When Mountain Line was formed in 1996, the historic railroad depot on Garrett Street was its home.

The small, single-story brick building housed the new transit system’s administrative offices and was the center of all bus operations. Maintenance was handled by Mountain Line personnel working out of the city garage.

In the fall of 2003, Mountain Line had purchased the former Pepsi plant at the corner of DuPont and Fairmont roads, in Westover, for $1.75 million and began renovations. The transit system’s administrative and maintenance components moved into the facility in 2005.

Even so, bus operations remained at the depot for another 13 years.

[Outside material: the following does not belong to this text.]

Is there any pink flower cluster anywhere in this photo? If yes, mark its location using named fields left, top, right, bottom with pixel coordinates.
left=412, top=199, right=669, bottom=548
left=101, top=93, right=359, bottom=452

Mountain Line was notified in October 2017 that the city of Morgantown, which had received $4.1 million for riverfront renovations from the Hazel Ruby McQuain Charitable Trust, would not renew its lease for the depot building.

The transit authority, which had no prior notice and no transition plan in place, had until July 2018 to find a new location and move. All told, the transit authority condensed a process that typically would have taken 18 months into a six-month window and ended up consolidating all operations at its Westover facility.

“We will have been in this building for 20 years, next year,” Mountain Line CEO Maria Smith said. “Over the course of this time, the agency has grown, the use of the facility has changed and building has aged.”

In recent years, the transit authority has taken on significant improvements to the building, which now carries the name Pifer Terminal in honor of the late General Manager Wayne Pifer.

In the fall of 2022, Anderson Excavating completed a $1.2 million project to replace all the asphalt in the bus travel and fueling areas with a new concrete surface. That work also included new asphalt in the administrative parking area and the construction of a new 20-space parking area adjacent to the administrative lot.

In early 2024, Mountain Line paid Lytle Construction about $500,000 for work that included four new office spaces and a conference room on the second-floor admin level as well as improvements to lower level terminal area.

“In the Pifer Terminal, the customer service area and waiting area was reconfigured and renovated with new flooring, lighting, ceilings and paint as well as a rearrangement of the restroom facilities,” Smith explained.

Earlier this month, Superior Contracting finalized additional work in the lower level.

The $132,000 project renovated office space and provided a full kitchen inside the break room and a safety room for drivers and employees to rest during breaks or when held over for long hours.

But there are still significant capital improvement projects to come.

“We expect to do a roof recovery/replacement project in the upcoming year. Our current speculation on the cost of the project is about $1.5 million,” Smith said. “The construction portion of this contract will go out to bid early in 2025 with construction expected to take place over the course of the summer.”

Complicating that project is the fact that the roof of the building is home to 572 solar panels covering some 30,000 square-feet.

The project cost includes an estimated $113,000 to remove, store and reinstall the solar panels.